Vogt apparently traveled throughout the country, often in the company of vagabonds, and slept in orchards or haystacks. He arrived in California penniless when he heard men were needed for service in the Far East. He enlisted and was sent to Manila during the Spanish-American War as a member of the Ninth Infantry. He was later part of the international relief expedition that entered the besieged Forbidden City in Beijing, China during the Boxer Rebellion of 1900. While living in Egypt, Vogt sent several paintings back to his native city of Cincinnati for an exhibition there.
He traveled in the Orient and on his return home in 1914 Vogt sent Wet Day in Yokohama Japan for the exhibition at the Panama-Pacific International Exposition at San Francisco, California in 1915.

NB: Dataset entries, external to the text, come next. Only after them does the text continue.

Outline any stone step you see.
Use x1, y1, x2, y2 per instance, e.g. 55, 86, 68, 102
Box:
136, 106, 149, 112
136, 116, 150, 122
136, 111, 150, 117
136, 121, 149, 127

His most important commission, and his proudest achievement, was the series of four paintings of Cincinnati landscapes he completed for the Hamburg-American ocean liner around 1910. By the 1930s Vogt was a resident of St. Augustine, Florida. He rented a studio from the Oliver family, who had remodeled several buildings into artists’ studios. The area functioned as a winter artists’ colony, and Vogt apparently traded paintings for rent during the sojourn in Florida.
Vogt was a member of the Cincinnati Art club and the southern Watercolor Association.